FBI drops a bombshell: Investigating Trump-Russia ties during election campaign

WASHINGTON: FBI Director James Comey sent US politicians scrambling yesterday after an unusual hearing in Congress, uncovering an official intelligence investigation into alleged Russian meddling in the presidential election and into potential ties to Donald Trump’s campaign.
Comey, testifying alongside National Security Agency (NSA) Director Mike Rogers, openly contradicted Trump’s allegations of being the victim of wiretapping by his predecessor Barack Obama. “I have no information that supports those tweets,” Comey said.

Extended probe
The more-than-five-hour hearing at the House Intelligence Committee sent shockwaves across Washington yesterday.
Comey for the first time announced that the FBI is conducting an investigation into alleged Russian efforts to interfere in the 2016 US election.
“I have been authorized by the Department of Justice to confirm that the FBI, as part of our counterintelligence mission, is investigating the Russian government’s efforts to interfere in the 2016 presidential election,” Comey told the committee.
He went a step further, saying: “It includes investigating the nature of any links between individuals associated with the Trump campaign and the Russian government, and whether there was any coordination between the campaign and Russia’s efforts... and whether any crimes were committed.”
This is a significant and unusual announcement to be made by the head of the FBI, said James Miller, managing editor of The Interpreter, a publication that focuses on Russia.
“Prior to Comey’s testimony, we only knew that there was an ongoing investigation because of articles published by the Washington Post, New York Times and others that relied on leaks and unnamed sources,” Miller told Arab News. Now “we know those leaks may have been telling the truth.”
Also of significance was Comey’s refusal to comment on or deny statements that there was no collusion between the Trump campaign and the Russian government during the election.
Comey identified three goals for Russian meddling in the election: “Undermine US democracy, help him (Trump) and hurt her (Hillary Clinton).” These goals were confirmed by the FBI “at least by December.”
Miller said if the FBI investigation obtains evidence that the “Trump campaign had direct or indirect ties to the Kremlin, or that Trump himself was compromised because he was being blackmailed by the Russian government,” it would constitute “a massive national security threat.”
Miller added: “We could be talking treason if some of these allegations are true. While we still have no proof that the allegations are true, we know the FBI has been investigating these claims since at least last summer.”

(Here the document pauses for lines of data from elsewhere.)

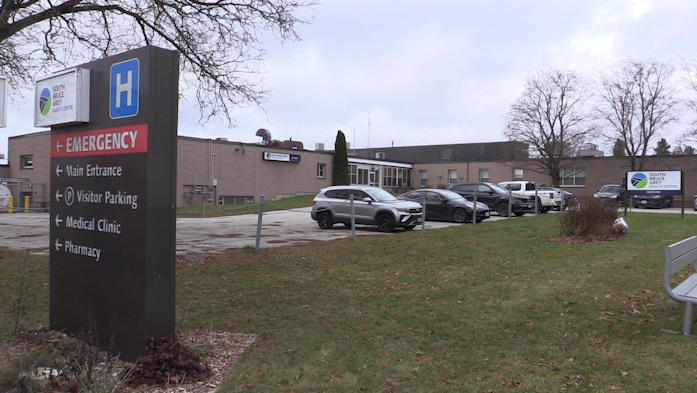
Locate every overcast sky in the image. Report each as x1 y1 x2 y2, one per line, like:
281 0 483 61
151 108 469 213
0 0 697 163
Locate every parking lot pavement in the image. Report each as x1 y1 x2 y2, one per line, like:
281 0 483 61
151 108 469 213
0 207 500 255
5 207 697 255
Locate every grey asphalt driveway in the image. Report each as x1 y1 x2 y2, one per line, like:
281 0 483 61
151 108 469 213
0 207 697 255
0 207 490 255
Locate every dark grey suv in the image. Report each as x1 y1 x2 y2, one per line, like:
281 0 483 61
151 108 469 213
310 186 423 232
448 182 535 216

NSA and FBI: No wiretapping
Asked about Trump’s tweets two weeks ago that Obama wiretapped him, Comey said he has “no information that supports those tweets,” adding that both the FBI and the Justice Department “have looked” internally and could not confirm it.
Miller said those statements, and that the FBI, the Justice Department and the NSA “are now on record saying there’s no substance whatsoever to Trump’s claims that Obama ordered a wiretapping of Trump Tower, or that British intelligence was spying on Trump,” imply that he “lied about our former president and about our most important ally for political reasons.”
Politically, this will “diminish trust with US allies, and raise questions if the president is going to publicly throw them under the bus for political gain,” Miller added.
Perhaps the biggest political wedge between Trump and the heads of US intelligence was how each viewed Russia. Asked by the committee if Russia “was our adversary,” both Comey and Rogers said: “Yes.”
In terms of policies, Miller said: “The interests of the Putin regime and the US government almost never align.”
Hence “the US should be highly suspicious and alarmed when a president, with ties to the Kremlin, is excited about working with (Vladimir) Putin while at the FBI has his campaign under investigation.”